Reflexão sobre xenofobia na Africa do Sul

 Reflexão sobre xenofobia na Africa do Sul

A informação que tem sido veiculada dando conta de os imigrantes africanos serem a causa dos problemas socioeconómicos, com destaque para a eclosão da xenofobia, na vizinha África do Sul, tende a perder credibilidade, com novos estudos a atribuírem culpa à alegada má governação e corrupção, nas instituições públicas do país.

A agência noticiosa Lusa faz menção à uma pesquisa conduzida pelo Institute of Security Studies of South Africa (ISS), que indica que “muitos políticos, funcionários públicos e outros dirigentes sul-africanos fazem regularmente declarações anti-imigrantes que alimentam a xenofobia”.

É de referir, no entanto, que a primeira onda deste surto começou em Abril de 2008. Desde então, passou a ser recorrente para grupos de sul-africanos saírem à rua e protagonizarem assaltos violentos contra imigrantes africanos, por estes usurparem as suas oportunidades.

No entanto, olhando para o idealizado futuro crescimento socioeconómico sul-africano, o mesmo já parece não ser tão auspicioso como se previa logo após a abolição do apartheid, em 1994.

Por exemplo, o desemprego, a pobreza e a falta de oportunidades tornaram-se grandes problemas para o país.

Em vista disso e, como se costuma dizer que “em casa onde não há pão, toda a gente ralha e ninguém tem razão”, quadrantes da vida, com destaque para os desfavorecidos, acham que a melhor solução é recorrem a assaltos contra africanos de outras partes da África.    

No seu livro When Mandela Goes, the Coming of South Africa’s Second Revolution (1997), o jornalista sul-africano, Lester Venter, cita Manfred Woehlcke, pesquisador do Instituto Alemão para Assuntos Políticos e Económicos, diz que quando o milénio terminar, haverá em todo o mundo, cerca de seis biliões de pessoas, das quais um bilião será de ricos, um outro bilião estará entre os ricos e pobres, um outro bilião integrará os pobres e os restantes três biliões compreenderão os desesperadamente pobres.

Portanto, o problema da pobreza, que não somente afecta a África do Sul, tende a agudizar-se quase em todo o mundo, com os pobres a ser um segmento da população mais pobre e os ricos cada vez mais ricos.

Dados divulgados, no primeiro trimestre de 2016, pela Statistics South Africa, o desemprego situava-se na ordem de 26,7 por cento, contra os 25,5 por cento, nos finais de 2015. Em 1994, segundo a fonte, o desemprego era de 20 por cento.

Desde então, a taxa de desemprego continuou a subir, tendo, por exemplo, em 2019, atingido 29 por cento, contra 27 por cento, em 2018. Até Setembro de 2022, o índice de desemprego estava na ordem de 33,9 por cento, considerado o mais elevado numa lista de 82 países monitorados pela Bloomberg.

Percebe-se agora que o desemprego reflecte o fraco crescimento económico que este país da região tem vindo a registar, nos últimos anos, situação que, de alguma forma, tem causado violência em vários pontos.

Em 2009, O coeficiente de Gini, método usado para medir a desigualdade social, atribuiu, em 2009 a África do Sul, 0,63 pontos.
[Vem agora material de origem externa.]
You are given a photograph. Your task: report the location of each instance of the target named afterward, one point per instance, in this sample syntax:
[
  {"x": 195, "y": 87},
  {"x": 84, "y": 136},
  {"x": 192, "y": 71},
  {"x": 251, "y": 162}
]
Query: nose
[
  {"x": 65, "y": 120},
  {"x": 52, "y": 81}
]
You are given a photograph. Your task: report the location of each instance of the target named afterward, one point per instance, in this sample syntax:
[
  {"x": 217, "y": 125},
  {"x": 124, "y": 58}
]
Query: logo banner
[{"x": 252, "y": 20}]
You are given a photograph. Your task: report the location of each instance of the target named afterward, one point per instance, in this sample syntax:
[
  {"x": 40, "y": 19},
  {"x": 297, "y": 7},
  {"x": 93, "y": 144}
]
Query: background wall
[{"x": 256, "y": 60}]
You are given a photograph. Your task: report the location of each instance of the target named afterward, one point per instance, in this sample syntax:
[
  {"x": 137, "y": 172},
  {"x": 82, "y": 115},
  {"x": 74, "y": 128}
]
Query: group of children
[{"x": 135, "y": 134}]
De acordo com os critérios usados pela pesquisa, quanto mais próximo de ponto 1, maior é a desigualdade social.

Como se pode depreender, partes da sociedade desfrutam de condições socioeconómicas equivalentes à riqueza dos países mais desenvolvidos, enquanto outros grupos sociais, sobretudo a maioria, vivem em situações de privação e exclusão.
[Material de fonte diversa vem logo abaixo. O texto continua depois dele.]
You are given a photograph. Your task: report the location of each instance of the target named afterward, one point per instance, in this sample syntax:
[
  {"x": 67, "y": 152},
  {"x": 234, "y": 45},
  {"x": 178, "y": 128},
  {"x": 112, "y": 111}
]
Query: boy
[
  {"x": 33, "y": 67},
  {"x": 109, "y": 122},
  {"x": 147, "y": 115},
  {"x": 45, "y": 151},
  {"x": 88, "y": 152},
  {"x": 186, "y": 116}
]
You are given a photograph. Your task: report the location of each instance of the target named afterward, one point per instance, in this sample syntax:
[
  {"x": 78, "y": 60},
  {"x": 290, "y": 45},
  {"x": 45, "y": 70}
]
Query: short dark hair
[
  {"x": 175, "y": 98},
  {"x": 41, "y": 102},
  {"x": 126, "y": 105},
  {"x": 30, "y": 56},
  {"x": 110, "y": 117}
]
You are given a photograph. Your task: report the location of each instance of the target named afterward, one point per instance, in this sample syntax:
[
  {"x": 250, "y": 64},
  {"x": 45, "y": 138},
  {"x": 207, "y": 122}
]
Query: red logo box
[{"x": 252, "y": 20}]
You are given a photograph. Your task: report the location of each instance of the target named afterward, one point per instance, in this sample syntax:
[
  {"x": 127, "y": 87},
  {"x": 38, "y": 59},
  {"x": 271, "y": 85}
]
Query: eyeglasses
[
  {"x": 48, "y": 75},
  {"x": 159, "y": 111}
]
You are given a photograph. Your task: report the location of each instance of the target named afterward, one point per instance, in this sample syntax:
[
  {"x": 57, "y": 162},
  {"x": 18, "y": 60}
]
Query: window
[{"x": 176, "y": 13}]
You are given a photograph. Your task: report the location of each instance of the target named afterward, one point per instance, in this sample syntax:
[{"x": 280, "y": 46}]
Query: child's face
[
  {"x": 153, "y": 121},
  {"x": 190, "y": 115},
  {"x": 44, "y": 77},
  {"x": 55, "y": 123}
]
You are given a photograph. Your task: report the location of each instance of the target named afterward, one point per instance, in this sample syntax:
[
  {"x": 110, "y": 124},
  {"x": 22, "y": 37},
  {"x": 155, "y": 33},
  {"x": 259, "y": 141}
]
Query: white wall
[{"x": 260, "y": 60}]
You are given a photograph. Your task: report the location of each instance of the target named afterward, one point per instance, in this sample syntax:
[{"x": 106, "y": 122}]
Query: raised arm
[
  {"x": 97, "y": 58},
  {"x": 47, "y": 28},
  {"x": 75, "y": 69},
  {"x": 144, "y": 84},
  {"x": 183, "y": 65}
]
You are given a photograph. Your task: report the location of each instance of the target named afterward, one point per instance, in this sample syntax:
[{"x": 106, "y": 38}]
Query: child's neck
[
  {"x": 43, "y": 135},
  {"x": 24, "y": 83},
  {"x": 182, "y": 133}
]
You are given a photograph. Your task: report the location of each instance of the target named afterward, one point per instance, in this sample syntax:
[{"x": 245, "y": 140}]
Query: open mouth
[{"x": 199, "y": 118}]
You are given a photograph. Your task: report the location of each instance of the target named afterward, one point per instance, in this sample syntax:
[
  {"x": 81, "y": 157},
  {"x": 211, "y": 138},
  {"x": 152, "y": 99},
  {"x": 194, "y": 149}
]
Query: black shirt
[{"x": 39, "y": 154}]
A Statistics South África revelou em 2007 que pelo menos 50 por cento da população negra sul-africana vivia abaixo do nível de pobreza.

A fonte mencionou que muitas famílias ainda não tinham acesso à água potável, energia eléctrica, saúde e educação, um problema que não era esperado, porque para muitos a nova dispensação significava um momento que os levaria a ascender, automaticamente, a outra categoria na sua vida.

O ISS concluiu que as melhorias na habitação, fornecimento de electricidade e água potável, saúde e educação, que eram previstas depois do fim do apartheid, não se têm materializado de forma desejada.

Para Moeletsi Mbeki, do Institute of International Affairs of South Africa (IIASA), o fracasso que se verifica na prestação dos serviços básicos e alegados casos de corrupção nas instituições do governo são as razões pelas quais os sul-africanos odeiam os outros africanos.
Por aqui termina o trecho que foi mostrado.